SEO Consultant and Founder of Orainti, Aleyda Solis, reviews some of the main learnings from the SEO chapter in the Web Almanac 2020. Watch the video to learn how website SEO practices have changed since 2019 and the trends were for 2020.

Video Transcript

I’m Aleyda Solis, SEO consultant and founder at Orainti. I was kindly invited by the search relations team to host this Search Central Lightning Talk to present the 2020 Web Almanac SEO chapter. As I had the wonderful opportunity to author it with the amazing Jamie Indigo and Mike King.

♪ [Music] ♪

What is the Web Almanac?

The web almanac is a comprehensive report on the state of the web backed by real data. It comprises 22 chapters spawning aspects from page content to user experience, including SEO. The goal of the web almanac SEO chapter is to identify and assess main elements and configurations that played a role in website Search Engine Optimization. The web almanac analysis in 2020 was based on 7.5 million websites from the august 2020 datasets of the HTTP Archive taking into consideration both raw and rendered HTML elements. It also included data from Lighthouse and the UX Chrome Report. it’s important to note that in the case of the HTTP Archive and Lighthouse, the data is limited to the website home pages only, not site-wide crawls.

Crawlability and Indexability

Let’s go through some of the most important SEO findings, starting with the crawlability and indexability related configurations. In 2019, 72.16% of mobile sites had a valid robots.txt versus 75% in 2020. Meta robot tags were found in 28% of desktop and mobile pages. Interestingly, rendering changed the meta robots tags in 0.16% of pages While this percentage is not high, there is no inherent issue with using JavaScript to add a meta robot tag to a page or change its content either. SEO should be careful with this. Why? Because if a page loads with a new index directive in the meta robot tags before rendering, Google search, and potentially other search engines, won’t run the JavaScript that changed the tag value or indexed the page.
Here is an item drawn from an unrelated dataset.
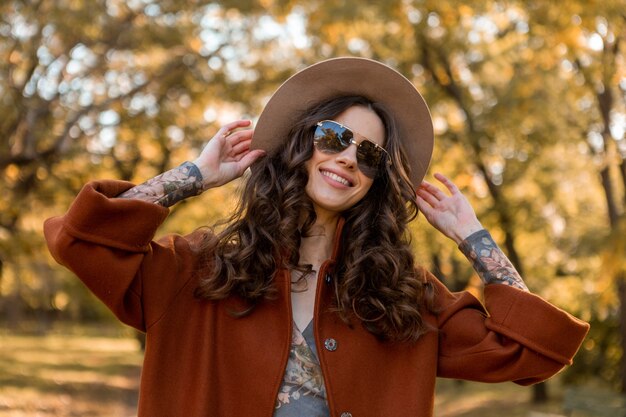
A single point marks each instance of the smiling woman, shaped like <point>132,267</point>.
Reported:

In the 2019 chapter, it was identified that 48.3% of mobile pages were using a canonical tag. In 2020 the number of mobile pages featuring a canonical tag has grown to 53.6%. 45% of mobile pages’ canonical tags were self-referential and 8.5% were pointing to a different URL as the canonical ones. 52% of desktop pages were found to be featuring a canonical tag in 2020 with 48% being self-referential and 4% pointing to a different URL. It’s understandable that there’s a higher share of mobile pages canonicalized because of those sites using an independent mobile configuration. However, the 4% canonicalized desktop pages could be considered a bit too high if we think that these are from pages which are not self-canonicalizing.

When analyzing the canonical tags, implemented in the raw HTML versus those relying on client-side renderer JavaScript, we identified that 0.7% of the mobile pages and 0.5% of the desktop ones include a canonical tag in the render but not in the raw HTML. This means that there’s only a very small number of pages that are relying on JavaScript to implement canonical tags in 0.93% of the mobile pages and 0.76% of the desktop ones. We saw canonical tags implemented via both the raw and rendered HTML with a conflict happening between the URLs specified in the raw versus the render HTML of the same pages. This can generate indexability issues as mixed information is sent to search engines about which is the canonical URL for the same page. A similar conflict can be found with different implementation methods with 0.15% of the mobile pages and 0.17% of the desktop ones showing conflicts between the canonical tags implemented via their HTTP headers and the HTML head.

Content Trends

What about the content optimization status? In 2020 the median desktop page was found to have 402 words and the mobile page 348 words. While in 2019 the median desktop page has 346 words and the media mobile page had a slightly lower count at 306 words. This represents 16.2% and 13.7% growth respectively. It’s important to note how more content is not necessarily better and what is important is to satisfy user search needs with comprehensive information that is helpful.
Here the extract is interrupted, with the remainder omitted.